The alpha acids are only in extra low concentrations that don’t overcome the 4.5% limit. If you like to perform dry hopping, you can add these beer hops in pellet form to your brewing barrel. It will give you the best quality beer with fresh aromas and wonderful tastes.

Crystal Hops

There is nothing better than trying to have the Crystal Hops beer hops. They have some of the best aromatic qualities you can find in hops from Western Europe and America.

The present variety has less than 5% of alpha acid concentration. That means it’s ideal for breweries that would like to have more woody scents and earthy aromas for their beers.

Most brewers prefer to get Crystal hops in the pellet form. However, you always have the chance to have them in their whole form for more explicit and direct results when you add them to the beer mixture.

El Dorado Hops

It is one of the newest beer hops you can find online. Produced in 2008 in the United States by a great company, they were released to the market only in late 2010.

The El Dorado hops are mostly known for their great alpha acid concentration that could reach 15% to 20%. These hops are great for giving a stronger and bitter taste to Pale Ales and beers that want many months to mature.

El Dorado hops only come in pellets to ensure that you can have them with you all the time and get them to your brewery in the same good condition after harvesting.

Glacier Hops

Glacier hops were the latest trend in Washington State. They were released in a brewery near Seattle and made their appearance close to the year 2000.

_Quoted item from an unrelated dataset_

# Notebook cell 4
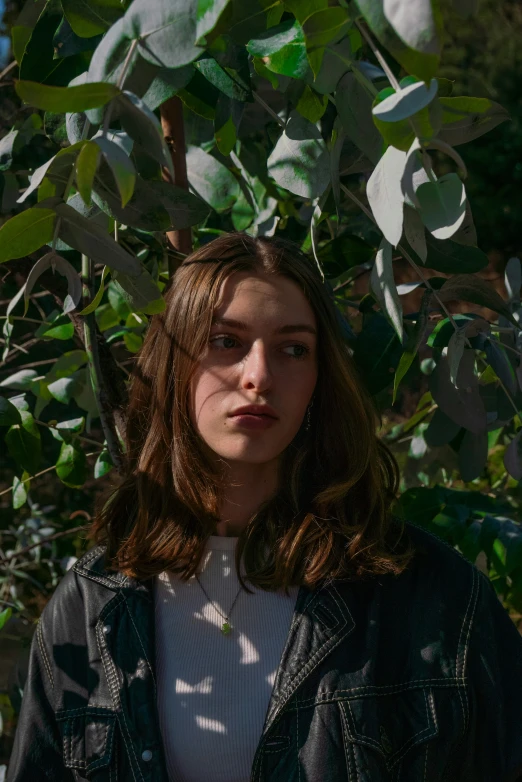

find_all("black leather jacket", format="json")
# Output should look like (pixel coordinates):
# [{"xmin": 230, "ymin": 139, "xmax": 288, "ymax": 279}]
[{"xmin": 7, "ymin": 524, "xmax": 522, "ymax": 782}]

They have a great equilibrium between the sweet and bitter flavors. It is better to add these beer hops in your brewing beer to have a good sense of bitterness since the alpha acids can reach only 4% to 7% concentration.

Glacier hops are still made and distributed as a whole grain, and you can preserve it easier to ensure that you will have them for more beer barrels brewing in the future.

Liberty Hops

Liberty hops are also made in the United States and work better with Pale and Bock beers. These hops have a low acidity that comes only to 7% and gives you the full earthy and fruity aromas you would like in your beer.

This kind of hop has some German roots and can give you an imitation of traditional German brewing even though you are in the Americas.

Viking Hops

Last but not least, the Viking hops are the result of constant research from Wye College experts. It offers your beer herbal and spicy aromas.

Viking hops have an acid range that will not exceed 10% and are good enough for bitter pale ale beers that need some taste balancing.

No matter the beer hops you will use, it’s essential to use them with care and only in the right proportions.